Salone News

Education service delivery beyond where the roads end

1 November 2020 at 17:16 | 805 views

By Dr. David Sengeh, Minister of Basic and Senior Secondary Education, Sierra Leone

We are on the last leg of my nationwide district tour and community engagement.

Today took us to Falaba- a district low on nearly all development indices but one that is rich in culture, music and powerful women community leaders. Here, there are deplorable roads that require passengers to descend (now I understand how and why some exam centers didn’t receive materials in time). In some areas, the roads are not motorable but there we still went.

Firstly, when the people of Falaba Town and it’s nearby chiefdoms sent our government messages (through the VP, the MPs and other stakeholders), they asked for examination centers for their children. As a #KombraGovernment, we listened to them and we honored their request for all transition exams. The chiefs and everyone couldn’t stop thanking Government for transforming their community through such a gesture from my Ministry. This is what should happen when Government works for its people. We make promises, you vote for us, we win, you remind us of our promises, we do them, and then you vote for us again.

Quality education has been improving the last two years as the stakeholders reported. I met Gulu- the girl child who scored the highest NPSE marks in the entire district in this 2020 exams.

Secondly, everyone in the district is clear on their priorities for education. All 10+ chiefs, the Paramount Chief from Sinkunia, parents, pupils, etc all want Falaba to be known for its outputs in education and I’ll ensure I support them. I promised the DD a vehicle and will prioritise the district for placement of supervisors of schools. If you are from Falaba, your people need you to return and teach your brothers and sisters. We recently established new JSS schools in 16 chiefdoms that didnt have any. We advertised for teachers but they dont want to go to remote areas.

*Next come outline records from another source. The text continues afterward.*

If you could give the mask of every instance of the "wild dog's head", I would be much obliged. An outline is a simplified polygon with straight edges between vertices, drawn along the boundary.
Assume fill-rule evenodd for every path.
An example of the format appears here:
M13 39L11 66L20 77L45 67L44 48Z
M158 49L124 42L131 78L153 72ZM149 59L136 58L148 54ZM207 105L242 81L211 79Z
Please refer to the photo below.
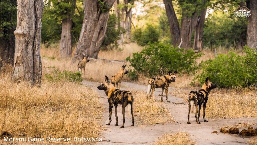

Finally, the effects of President Bio’s School Feeding Program as part of FQSE was very apparent. Every testimony from kids, parents, teachers, cooks, etc point to how their lives have been transformed from school meals. Enrollment, Completion and Transition metrics have all increased through FQSE. Next time someone implies we have reduced quality in education, please ask them to show you the metrics and data they are using and compare across 2016, 2017, 2018, 2019 and 2020. There’s hardly a metric for which we don’t have a positive effect in general. And the communities here are fully in support of and contribute to the success. For example, families here pay SLL 5,000 ($0.50) every term (3 months) so their children can eat 5 meals a week. They are happy to do this.

We invited our development partners CRS and Plan International to join us on our Falaba and Koinadugu legs because of the tremendous work they do here. CRS is a household name in Falaba and Koinadugu. We thank Paul and his team.

I also had the distinct pleasure of hosting and being guest to Mr. Amara Kallon- Deputy Minister of Public and Political Affairs. He and his brother Umaru Napoleon Koroma- Deputy Minister of Justice, who both hail from here, are complementing Govt efforts greatly in Education. Mr. Kallon served in the capacities of teacher, facilitator, panelist and my guide. We all enjoyed the townhall and learned plenty.

I think we’ll sleep soundly after spending some 6 hours on these (non) roads crossing streams that separate villages and hills.